Android 5.0 Lollipop has been billed as one of the biggest and most important updates to Google's mobile operating system but even that reputation has done little to help with one major issue: fragmentation.

Lollipop was first made available as an over-the-air update on November 12 yet after nearly two months in the wild, it hasn't even made a blip on the radar according to Google's latest official data.

Google's developer dashboard, which collected data about devices running the latest Google Play Store app during a 7-day period ending January 5, reveals that less than 0.1 percent of devices are running Android 5.0 Lollipop.

As you can see in the graphic above, Lollipop isn't even listed. That's because the list excludes any version of Android that is installed on less than 0.1 percent of devices.

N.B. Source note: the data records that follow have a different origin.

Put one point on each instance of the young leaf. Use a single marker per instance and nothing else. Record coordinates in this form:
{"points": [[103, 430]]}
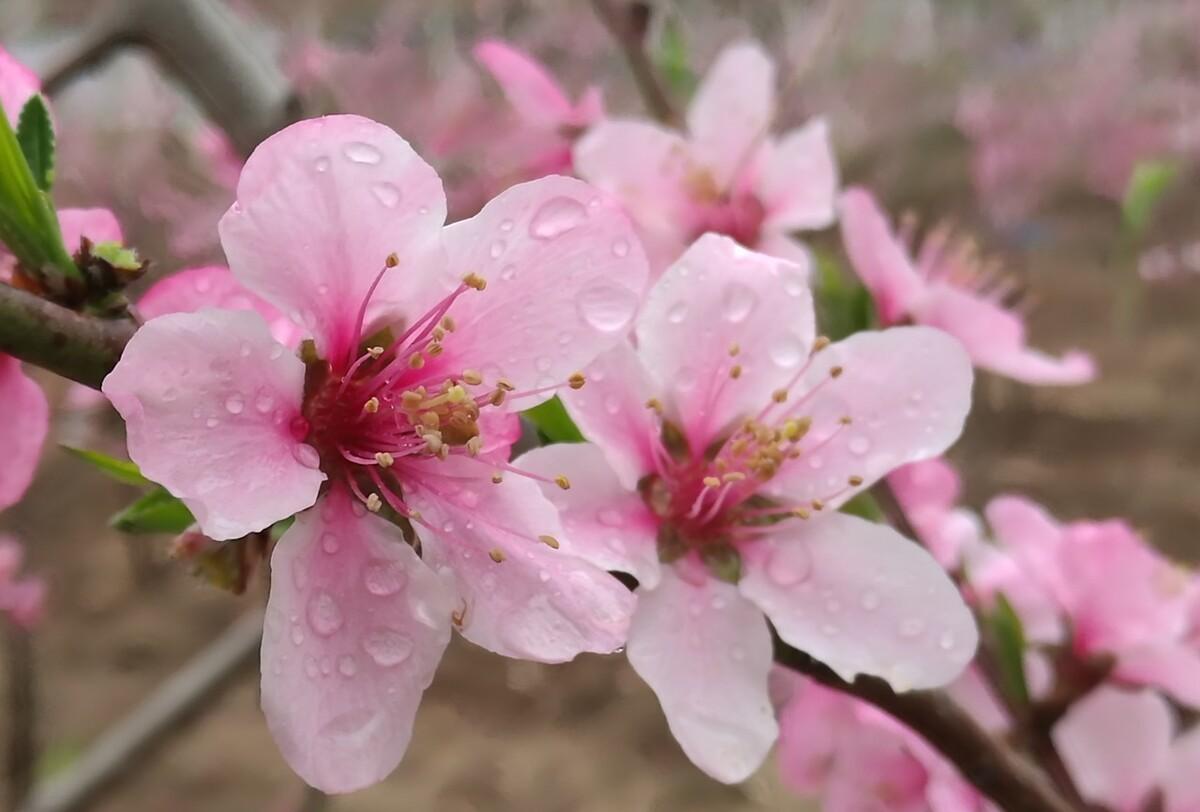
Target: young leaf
{"points": [[154, 512], [35, 133], [553, 422], [123, 470]]}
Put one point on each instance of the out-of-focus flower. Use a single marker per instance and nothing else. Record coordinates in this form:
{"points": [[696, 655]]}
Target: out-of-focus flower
{"points": [[550, 120], [727, 174], [1121, 746], [402, 408], [723, 447], [946, 287]]}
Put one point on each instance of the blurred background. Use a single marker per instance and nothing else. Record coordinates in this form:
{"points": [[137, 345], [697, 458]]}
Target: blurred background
{"points": [[1065, 136]]}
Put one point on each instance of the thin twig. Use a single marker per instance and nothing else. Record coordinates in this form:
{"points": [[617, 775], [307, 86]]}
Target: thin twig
{"points": [[157, 717], [628, 28]]}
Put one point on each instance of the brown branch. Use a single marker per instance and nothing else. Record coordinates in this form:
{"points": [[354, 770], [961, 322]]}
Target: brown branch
{"points": [[995, 769], [628, 28]]}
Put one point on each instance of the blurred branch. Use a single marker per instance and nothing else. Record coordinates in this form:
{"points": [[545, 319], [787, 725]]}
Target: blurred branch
{"points": [[161, 715], [627, 23], [988, 763], [75, 346], [208, 49]]}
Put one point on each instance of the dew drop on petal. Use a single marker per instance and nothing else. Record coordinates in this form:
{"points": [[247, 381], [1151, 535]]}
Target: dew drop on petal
{"points": [[557, 216]]}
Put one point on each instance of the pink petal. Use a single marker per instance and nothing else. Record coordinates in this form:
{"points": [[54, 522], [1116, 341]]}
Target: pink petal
{"points": [[1115, 745], [706, 653], [1170, 666], [732, 109], [96, 224], [564, 277], [721, 306], [605, 523], [863, 600], [209, 401], [355, 627], [906, 392], [213, 286], [531, 89], [877, 256], [611, 411], [798, 180], [24, 421], [321, 205], [537, 602]]}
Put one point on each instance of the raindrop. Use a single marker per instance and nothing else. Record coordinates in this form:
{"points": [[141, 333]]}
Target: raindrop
{"points": [[556, 217]]}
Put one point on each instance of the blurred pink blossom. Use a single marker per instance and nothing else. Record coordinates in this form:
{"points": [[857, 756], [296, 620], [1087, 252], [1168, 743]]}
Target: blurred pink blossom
{"points": [[723, 447]]}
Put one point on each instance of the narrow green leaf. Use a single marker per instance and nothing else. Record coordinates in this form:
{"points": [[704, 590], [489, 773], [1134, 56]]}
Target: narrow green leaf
{"points": [[154, 512], [35, 133], [552, 421], [123, 470]]}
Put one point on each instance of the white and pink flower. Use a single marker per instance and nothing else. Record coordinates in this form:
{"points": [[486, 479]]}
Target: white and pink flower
{"points": [[727, 174], [397, 420], [723, 446]]}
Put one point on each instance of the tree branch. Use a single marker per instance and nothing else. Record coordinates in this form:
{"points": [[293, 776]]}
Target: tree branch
{"points": [[628, 28], [995, 770], [79, 347]]}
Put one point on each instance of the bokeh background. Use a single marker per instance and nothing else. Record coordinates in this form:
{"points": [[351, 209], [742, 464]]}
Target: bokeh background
{"points": [[1023, 122]]}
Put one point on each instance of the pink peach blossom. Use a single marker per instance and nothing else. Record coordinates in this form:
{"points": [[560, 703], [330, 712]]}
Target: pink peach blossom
{"points": [[727, 174], [721, 497], [943, 287], [403, 408]]}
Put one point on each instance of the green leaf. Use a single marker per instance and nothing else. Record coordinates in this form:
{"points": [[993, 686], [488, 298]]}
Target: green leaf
{"points": [[29, 226], [154, 512], [552, 421], [35, 133], [1147, 185], [1007, 638], [123, 470]]}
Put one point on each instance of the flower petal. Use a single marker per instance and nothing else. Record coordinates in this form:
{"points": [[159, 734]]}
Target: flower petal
{"points": [[605, 523], [995, 338], [862, 599], [209, 400], [1115, 745], [877, 256], [355, 627], [213, 286], [564, 277], [611, 410], [706, 653], [798, 180], [718, 308], [535, 602], [321, 205], [906, 392], [732, 109], [24, 421]]}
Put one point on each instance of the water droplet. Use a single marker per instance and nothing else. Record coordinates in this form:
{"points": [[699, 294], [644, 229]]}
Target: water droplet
{"points": [[360, 152], [387, 647], [739, 302], [384, 577], [606, 306], [387, 193], [556, 217], [324, 615]]}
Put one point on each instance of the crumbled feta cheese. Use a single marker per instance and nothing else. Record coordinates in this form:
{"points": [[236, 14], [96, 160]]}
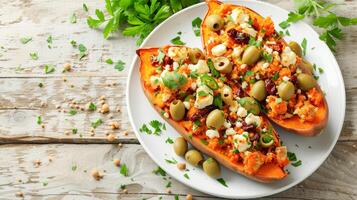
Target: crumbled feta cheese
{"points": [[187, 105], [288, 57], [241, 142], [242, 112], [285, 78], [227, 124], [154, 81], [212, 133], [244, 84], [252, 119], [203, 101], [201, 67], [230, 131], [219, 50]]}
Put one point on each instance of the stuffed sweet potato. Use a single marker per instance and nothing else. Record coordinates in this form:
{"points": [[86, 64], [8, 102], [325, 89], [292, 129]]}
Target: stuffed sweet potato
{"points": [[208, 108], [268, 68]]}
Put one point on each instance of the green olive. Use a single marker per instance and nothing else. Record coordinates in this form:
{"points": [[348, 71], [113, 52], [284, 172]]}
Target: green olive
{"points": [[214, 22], [222, 65], [286, 89], [177, 110], [195, 54], [180, 146], [251, 55], [295, 47], [258, 91], [212, 168], [250, 104], [215, 119], [305, 81], [307, 65], [266, 140], [194, 157]]}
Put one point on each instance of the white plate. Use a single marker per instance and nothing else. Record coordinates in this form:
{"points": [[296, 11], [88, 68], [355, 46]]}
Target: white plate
{"points": [[312, 151]]}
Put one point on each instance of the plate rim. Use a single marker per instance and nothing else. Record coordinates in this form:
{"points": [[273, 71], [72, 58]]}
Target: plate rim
{"points": [[284, 188]]}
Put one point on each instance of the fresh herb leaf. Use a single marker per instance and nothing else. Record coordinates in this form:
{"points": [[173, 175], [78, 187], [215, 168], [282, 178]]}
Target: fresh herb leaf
{"points": [[120, 65], [177, 41], [124, 170], [34, 56], [222, 181]]}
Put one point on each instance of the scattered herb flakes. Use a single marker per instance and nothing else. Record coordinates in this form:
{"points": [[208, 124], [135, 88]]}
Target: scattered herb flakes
{"points": [[124, 170], [173, 161], [49, 68], [196, 24], [120, 65], [177, 41], [49, 41], [85, 7], [25, 40], [97, 123], [39, 120], [34, 56], [169, 141], [74, 43], [304, 46], [297, 163], [222, 181], [73, 18], [74, 131], [73, 112], [159, 171], [109, 61]]}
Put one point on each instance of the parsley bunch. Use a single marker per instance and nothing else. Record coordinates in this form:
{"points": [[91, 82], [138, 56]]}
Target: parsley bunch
{"points": [[322, 18], [135, 17]]}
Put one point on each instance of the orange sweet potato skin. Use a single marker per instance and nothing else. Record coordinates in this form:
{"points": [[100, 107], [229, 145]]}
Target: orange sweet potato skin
{"points": [[267, 173], [294, 124]]}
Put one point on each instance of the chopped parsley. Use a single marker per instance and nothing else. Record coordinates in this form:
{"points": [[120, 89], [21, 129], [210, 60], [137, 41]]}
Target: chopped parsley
{"points": [[177, 41], [124, 170], [196, 24], [119, 65], [97, 123], [34, 56], [25, 40], [222, 181]]}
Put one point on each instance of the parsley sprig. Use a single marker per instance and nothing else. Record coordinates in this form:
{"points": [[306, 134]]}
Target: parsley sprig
{"points": [[330, 22]]}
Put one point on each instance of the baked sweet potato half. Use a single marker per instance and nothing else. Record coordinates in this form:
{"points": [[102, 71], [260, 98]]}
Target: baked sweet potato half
{"points": [[269, 69], [211, 112]]}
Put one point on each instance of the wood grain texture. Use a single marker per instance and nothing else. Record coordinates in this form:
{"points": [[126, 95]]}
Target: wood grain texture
{"points": [[335, 179]]}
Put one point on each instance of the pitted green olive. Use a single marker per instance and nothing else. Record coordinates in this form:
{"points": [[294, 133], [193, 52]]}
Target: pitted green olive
{"points": [[286, 90], [266, 140], [307, 65], [194, 157], [295, 47], [305, 81], [214, 22], [180, 146], [251, 55], [258, 91], [215, 119], [177, 110], [222, 65], [195, 54], [250, 104], [211, 167]]}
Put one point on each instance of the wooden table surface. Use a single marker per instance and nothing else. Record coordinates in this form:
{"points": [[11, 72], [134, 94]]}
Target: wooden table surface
{"points": [[49, 163]]}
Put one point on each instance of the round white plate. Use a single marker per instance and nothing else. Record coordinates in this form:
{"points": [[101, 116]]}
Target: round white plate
{"points": [[311, 151]]}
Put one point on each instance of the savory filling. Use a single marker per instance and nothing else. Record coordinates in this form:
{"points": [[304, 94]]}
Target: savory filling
{"points": [[203, 97], [270, 70]]}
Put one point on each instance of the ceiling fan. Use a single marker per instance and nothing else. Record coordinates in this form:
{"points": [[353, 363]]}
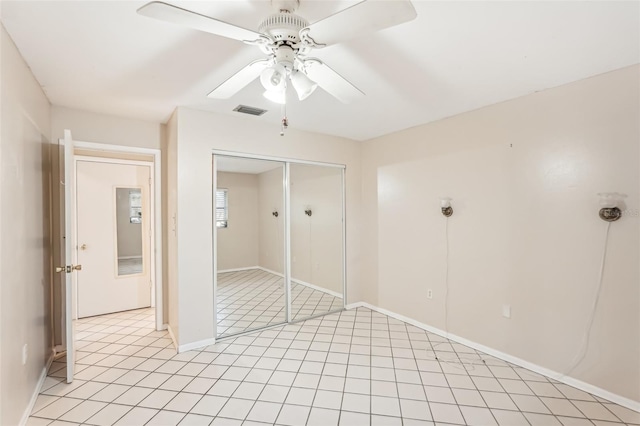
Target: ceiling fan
{"points": [[287, 40]]}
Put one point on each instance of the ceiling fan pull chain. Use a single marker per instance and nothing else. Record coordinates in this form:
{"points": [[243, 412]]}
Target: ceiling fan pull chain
{"points": [[285, 120]]}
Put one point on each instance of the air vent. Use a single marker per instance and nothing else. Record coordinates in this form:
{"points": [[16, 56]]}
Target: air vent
{"points": [[249, 110]]}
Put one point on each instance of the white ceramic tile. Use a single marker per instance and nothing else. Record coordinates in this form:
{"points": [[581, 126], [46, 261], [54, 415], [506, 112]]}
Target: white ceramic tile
{"points": [[183, 402], [166, 418], [293, 415], [137, 416], [265, 412]]}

Such fragmentation isn't a huge surprise when you consider how few devices currently have access to the update. Outside of Google's family of Nexus devices (Nexus 4, Nexus 5, Nexus 6, Nexus 7 and Nexus 10), Samsung's Galaxy S5 is the only handset I'm aware of that has had the update released for it and only in a few select regions.

Android 4.4 KitKat, meanwhile, has seen its adoption rate increase substantially in recent months. As of early November, KitKat was installed on 30.2 percent of devices. That figure has since climbed to 39.1 percent.